Siguiendo este guion, los paramilitares que asesinaron a cientos de jóvenes reaparecen hoy como “héroes”, y “policías voluntarios” en el discurso oficial del gobierno responsable de la matanza. Por su parte, la oposición disimula los actos de barbarie que se cometieron en algunos tranques del país. Evita, además, examinar críticamente la desastrosa conducción del primer Diálogo Nacional organizado después de la masacre, para por lo menos aprender que el manejo de un proceso de negociación tan delicado como el que se intentó, se encomienda a expertos, no a las Iglesias o a la Santísima Trinidad.

Nuestra ceguera

En un ambiente cultural “mítico” como el nuestro, la duda científica no tiene cabida porque la verdad es cualquier cosa que nos conviene creer. Así, olvidamos, disimulamos y pintamos la historia con brocha gorda y en el color que nos conviene. Por eso, los partidarios del FSLN no necesitan de pruebas, ni de juicios legales imparciales y honestos, para aceptar que los presos políticos del régimen son todos culpables de lo que el gobierno los acusa.

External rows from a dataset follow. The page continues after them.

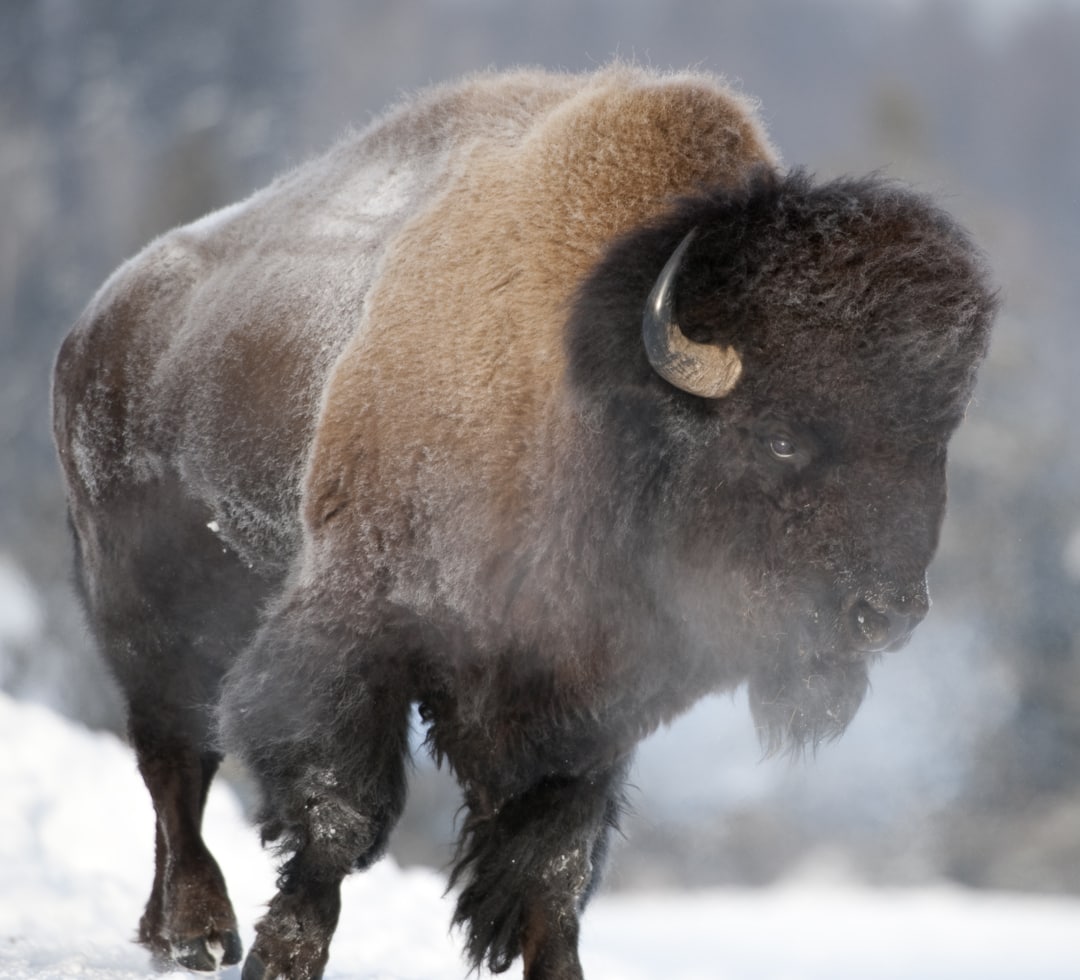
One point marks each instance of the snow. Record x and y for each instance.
(76, 853)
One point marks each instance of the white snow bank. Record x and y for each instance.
(76, 859)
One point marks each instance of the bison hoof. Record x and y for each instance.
(207, 955)
(256, 969)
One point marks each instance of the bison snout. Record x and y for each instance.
(879, 625)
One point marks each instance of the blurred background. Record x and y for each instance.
(121, 120)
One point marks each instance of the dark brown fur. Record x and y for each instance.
(387, 434)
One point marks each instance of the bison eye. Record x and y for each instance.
(782, 447)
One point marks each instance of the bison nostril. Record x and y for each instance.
(875, 629)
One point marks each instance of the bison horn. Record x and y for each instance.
(704, 370)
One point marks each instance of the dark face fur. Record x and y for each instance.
(795, 518)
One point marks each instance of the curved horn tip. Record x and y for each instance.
(704, 370)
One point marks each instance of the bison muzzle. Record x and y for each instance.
(549, 404)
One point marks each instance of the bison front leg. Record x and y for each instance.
(529, 864)
(319, 712)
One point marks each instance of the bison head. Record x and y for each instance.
(780, 435)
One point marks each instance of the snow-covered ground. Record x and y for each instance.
(76, 853)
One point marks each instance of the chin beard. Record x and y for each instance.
(798, 702)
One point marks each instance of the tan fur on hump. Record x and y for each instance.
(463, 350)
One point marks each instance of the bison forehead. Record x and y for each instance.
(855, 287)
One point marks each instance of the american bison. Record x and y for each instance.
(548, 403)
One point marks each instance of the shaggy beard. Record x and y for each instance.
(798, 702)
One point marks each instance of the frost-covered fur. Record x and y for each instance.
(386, 433)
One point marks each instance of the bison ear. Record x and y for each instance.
(704, 370)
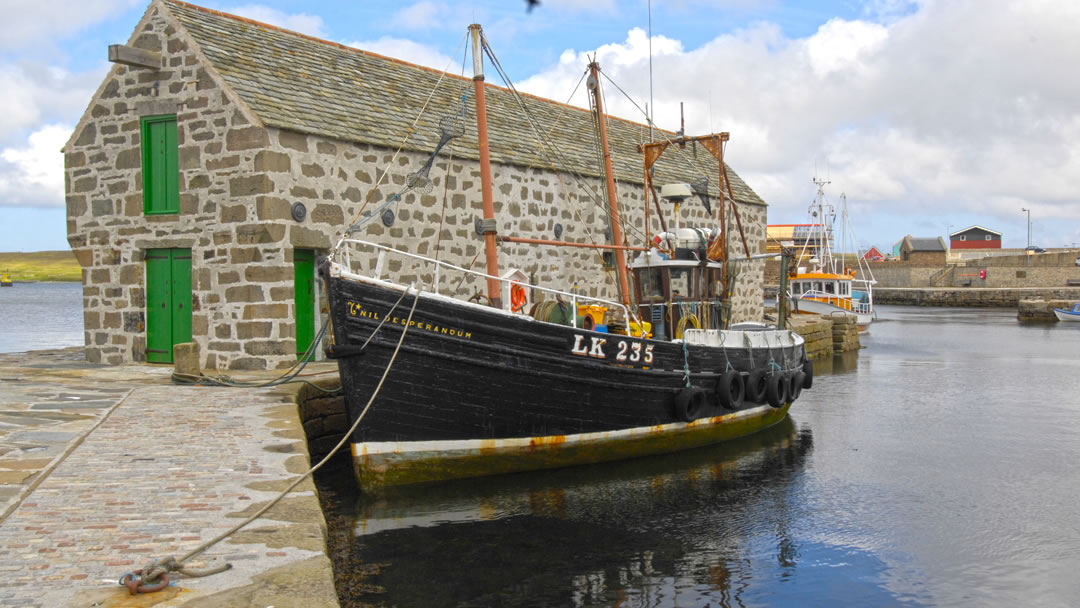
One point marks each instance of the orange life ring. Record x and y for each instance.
(516, 297)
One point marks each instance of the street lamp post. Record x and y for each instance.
(1028, 225)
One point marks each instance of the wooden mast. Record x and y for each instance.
(490, 253)
(620, 256)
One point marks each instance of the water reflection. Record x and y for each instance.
(710, 526)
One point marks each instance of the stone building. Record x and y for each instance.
(220, 157)
(929, 251)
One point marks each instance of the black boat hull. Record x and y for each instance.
(474, 391)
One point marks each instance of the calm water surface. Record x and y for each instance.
(40, 315)
(936, 467)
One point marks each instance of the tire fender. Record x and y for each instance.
(755, 386)
(808, 369)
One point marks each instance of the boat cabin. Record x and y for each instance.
(677, 294)
(822, 284)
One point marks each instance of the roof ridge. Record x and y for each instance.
(394, 59)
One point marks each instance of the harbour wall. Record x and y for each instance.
(826, 336)
(1042, 311)
(977, 297)
(1013, 271)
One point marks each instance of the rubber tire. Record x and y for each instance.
(795, 386)
(808, 369)
(755, 387)
(689, 402)
(775, 390)
(730, 389)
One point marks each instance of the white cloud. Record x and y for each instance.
(312, 25)
(944, 108)
(32, 175)
(407, 51)
(27, 22)
(34, 94)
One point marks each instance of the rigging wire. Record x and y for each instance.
(408, 133)
(547, 145)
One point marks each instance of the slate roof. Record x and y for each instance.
(300, 83)
(973, 228)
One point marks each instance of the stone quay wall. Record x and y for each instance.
(238, 181)
(970, 296)
(826, 336)
(1042, 311)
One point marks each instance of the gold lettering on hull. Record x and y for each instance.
(358, 310)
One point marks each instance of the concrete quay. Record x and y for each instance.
(106, 468)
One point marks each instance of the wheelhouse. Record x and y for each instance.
(675, 295)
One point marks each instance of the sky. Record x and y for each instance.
(927, 116)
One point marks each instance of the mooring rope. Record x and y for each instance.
(154, 576)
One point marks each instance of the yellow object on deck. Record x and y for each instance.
(594, 312)
(636, 332)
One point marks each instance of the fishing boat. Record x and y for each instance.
(441, 387)
(1068, 314)
(828, 286)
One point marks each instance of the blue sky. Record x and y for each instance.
(928, 115)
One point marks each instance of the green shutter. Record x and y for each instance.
(304, 285)
(161, 173)
(167, 302)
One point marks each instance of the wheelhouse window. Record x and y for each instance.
(160, 164)
(680, 283)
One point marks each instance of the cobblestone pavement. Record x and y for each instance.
(104, 469)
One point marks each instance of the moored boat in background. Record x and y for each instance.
(829, 285)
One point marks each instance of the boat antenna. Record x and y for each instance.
(651, 103)
(488, 224)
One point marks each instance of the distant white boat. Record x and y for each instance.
(829, 287)
(1068, 314)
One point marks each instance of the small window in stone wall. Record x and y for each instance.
(161, 174)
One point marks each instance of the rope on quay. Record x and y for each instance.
(154, 576)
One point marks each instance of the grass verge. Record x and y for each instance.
(40, 266)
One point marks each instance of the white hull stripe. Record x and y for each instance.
(464, 446)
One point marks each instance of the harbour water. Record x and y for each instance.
(40, 315)
(936, 467)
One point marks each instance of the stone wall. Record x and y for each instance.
(969, 296)
(238, 181)
(1042, 311)
(1045, 270)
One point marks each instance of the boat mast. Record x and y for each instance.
(490, 253)
(620, 256)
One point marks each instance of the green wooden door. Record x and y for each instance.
(161, 193)
(167, 302)
(304, 284)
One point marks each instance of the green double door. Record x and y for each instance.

Tampoco la oposición necesita de evidencias para designar como “preso político” al sacerdote Leonardo Urbina, acusado de abusar a una menor. Más concretamente, la oposición no necesita ni ofrece pruebas para declarar que Urbina está preso por sus ideas políticas y nada más. De esta manera, cancelan la posibilidad de que sea culpable de lo que su presunta víctima le imputa; implícitamente declaran mentirosa a la niña acusadora; e ignoran las recomendaciones de innumerables gobiernos, organismos internacionales y la misma Iglesia católica, que recomiendan dar valor a la palabra de los y las niñas que denuncian haber sido abusados.

Escuchar, no significa aceptar. Significa usar la razón para dudar y, con la duda, buscar la verdad. Una sociedad de “creyentes” como la nuestra, carente de la cultura científica necesaria para dudar y examinar los errores en su historia, permanece “atrapada en una prisión cognitiva”, como diría Edward O. Wilson. Los miembros de esa sociedad, señala este pionero de la biología evolutiva, “son como peces” (…) que viven en las profundidades de un estanque profundo y oscuro (…) “tratando de llegar al mundo exterior, sin lograrlo”. Por su ceguera, sigue diciendo Wilson, “inventan ingeniosos mitos y especulaciones sobre el origen del estanque en el que viven”. Pero no logran llegar a la verdad “porque el mundo es demasiado complejo para ser imaginado a partir de sus experiencias ordinarias, (sus arranques emocionales y sus instintos)”.

El autor es profesor retirado del Departamento de Ciencias Políticas de la Universidad Western Canadá.